Health care workers at California hospitals and clinics that serve low-income patients are relieved but still wary after the collapse of the Senate Republican health care bill earlier this week.
The bill proposed deep funding cuts to Medicaid, which is called Medi-Cal in California and covers one out of three state residents.
A Congressional Budget Office (CBO) analysis predicted the latest version of the Senate bill would result in 15 million people losing insurance coverage next year and 22 million by 2026. But it would reduce the federal deficit by $420 billion.
There has also been discussion of reviving a bill to repeal the Affordable Care Act (ACA) outright, without a plan to replace it. But that could be difficult because the CBO estimated that “repeal only” would lead to a whopping 32 million Americans without insurance by 2026.
Medi-Cal in California
Since the implementation of the ACA and the subsequent expansion of who qualifies for Medi-Cal, safety-net providers across the state have increased their capacity to treat more patients, and have hired more staff and improved outreach programs and infrastructure. This growth is possible because clinics are getting more reimbursements for their work treating people who were uninsured before the ACA.

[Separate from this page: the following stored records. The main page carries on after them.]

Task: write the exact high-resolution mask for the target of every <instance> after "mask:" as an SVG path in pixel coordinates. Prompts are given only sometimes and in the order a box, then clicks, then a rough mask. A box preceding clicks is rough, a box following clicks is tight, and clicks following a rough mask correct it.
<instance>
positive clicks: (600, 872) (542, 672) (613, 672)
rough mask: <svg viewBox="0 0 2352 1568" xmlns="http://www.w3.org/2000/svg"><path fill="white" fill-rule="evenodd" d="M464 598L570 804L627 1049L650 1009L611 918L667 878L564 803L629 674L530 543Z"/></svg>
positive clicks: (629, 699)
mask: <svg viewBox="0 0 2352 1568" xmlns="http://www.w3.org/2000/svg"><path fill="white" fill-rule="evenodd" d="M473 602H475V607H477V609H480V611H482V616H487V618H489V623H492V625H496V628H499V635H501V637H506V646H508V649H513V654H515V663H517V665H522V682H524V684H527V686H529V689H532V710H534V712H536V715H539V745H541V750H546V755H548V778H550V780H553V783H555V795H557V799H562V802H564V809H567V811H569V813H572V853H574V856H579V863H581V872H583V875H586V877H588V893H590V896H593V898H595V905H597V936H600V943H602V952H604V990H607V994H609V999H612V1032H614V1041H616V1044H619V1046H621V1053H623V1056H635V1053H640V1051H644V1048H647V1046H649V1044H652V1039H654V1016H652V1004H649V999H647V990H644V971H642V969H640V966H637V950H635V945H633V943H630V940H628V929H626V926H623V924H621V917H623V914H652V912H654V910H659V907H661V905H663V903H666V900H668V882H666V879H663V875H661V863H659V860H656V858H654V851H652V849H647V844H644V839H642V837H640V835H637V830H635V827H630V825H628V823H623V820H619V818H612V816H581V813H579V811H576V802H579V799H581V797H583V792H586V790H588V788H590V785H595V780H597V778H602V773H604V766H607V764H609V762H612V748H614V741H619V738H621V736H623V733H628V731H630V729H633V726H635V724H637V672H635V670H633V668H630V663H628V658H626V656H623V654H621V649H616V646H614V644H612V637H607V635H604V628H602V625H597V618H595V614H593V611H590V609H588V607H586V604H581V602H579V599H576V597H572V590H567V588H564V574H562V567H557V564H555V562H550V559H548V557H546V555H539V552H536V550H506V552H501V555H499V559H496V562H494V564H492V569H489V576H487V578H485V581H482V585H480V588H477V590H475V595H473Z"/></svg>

When the ACA was implemented, states were given the choice to expand Medicaid eligibility to those making less than 138 percent of the federal poverty level. California, along with 30 other states, adopted this expansion.
Here's How it Affects Real Californians:
- The number of people on Medi-Cal is 13.5 million as of January 2017. Of those, 3.8 million got this coverage through the ACA expansion.
- Half of California's kids are on Medi-Cal.
- One out of three California residents is on Medi-Cal.
- Medi-Cal covers 62 percent of seniors in nursing homes.
- The uninsured rate has dropped sharply. Before the ACA, 16 percent of Californians had no coverage. As of 2016, that number shrunk to 7.4 percent.
What Was on the Chopping Block
Both the House of Representatives' American Health Care Act (AHCA) and the Senate Republicans' Better Care Reconciliation Act (BCRA) proposed a hard annual limit on the amount of federal dollars Medi-Cal recipients would get, no matter how much treatment they would need.
Since Medi-Cal is funded by both the state and federal government, less federal money would compel states to either make up those dollars or make cuts to current programs. With the collapse of the BCRA, states won't need to think about those difficult decisions for the time being.
'The threat is still there for our patients'
Tiburcio Vasquez Health Center (TVHC) in Hayward and Union City, and Zuckerberg San Francisco General Hospital have traditionally served low-income patients, regardless of their ability to pay. Before the ACA, the majority of their patients were uninsured, but now that’s reversed, and most patients arrive with Medi-Cal coverage or private insurance purchased with ACA subsidies on Covered California.
Those additional insurance dollars have been the difference between scraping by and being able to make significant improvements.
"Safety-net delivery systems are traditionally very poorly resourced," said Dr. Alice Chen, chief medical officer for the San Francisco Health Network, an affiliate of Zuckerberg SF General. "We've invested the new revenues that have come in for Medicaid patients into improving our systems of care." She says her network has brought in $150 million in new revenues from the Medicaid expansion.
With those dollars, Chen says SF General, where she is based, has been implementing a new electronic health record system, and is working on initiatives to integrate mental and medical health and improve the patient's overall experience. Work like this, she says, wouldn't be possible without the additional resources from Medicaid dollars.
Medical students and residents at the University of California, San Francisco also said they were tentatively happy that it appears the ACA will remain in place. Dr. Emily Thomas is a UCSF resident who has been politically active since the 2016 election. She’s fighting to keep her patients insured through the ACA. She spoke to a crowd of doctors at SF General on Tuesday, explaining why she wanted the advocacy to continue.
“Even though the BCRA has collapsed at the Senate, the threat is still there for our patients,” Thomas said. “Our patients are still relying on everyone in this room to continue to advocate for their expanded access to care.”
Across the bay, at Tiburcio Vasquez Health Center, CEO David Vliet says his clinic has increased the number of patients it can serve due to the Medicaid expansion dollars. In addition to their existing clinics in Hayward, Union City and Fremont, health center administrators have built a $12 million facility with 22 exam rooms.
Regarding the additional Medicaid money, Vliet emphasized that "those dollars really do have a return on investment, in that when we are able to make sure that Mr. Smith or Mrs. Rodriguez doesn't show up in the ER with tooth pain, everyone in the community enjoys lower costs."
Vliet said now that changes to the ACA are on hold, he's temporarily relieved. But he will still continue to monitor what's happening in Washington, D.C. If the increased funding continues to flow through Medi-Cal, Vliet says he would like to continue to expand services over the next few years to even more residents in the East Bay. Even after all the growth, TVHC staffers are working at capacity. There are still patients in the community waiting to be seen.
Adding to his concern, there is a chance Senate Republicans will revive the stalled health plan and push it through, which is what happened this spring in the House of Representatives.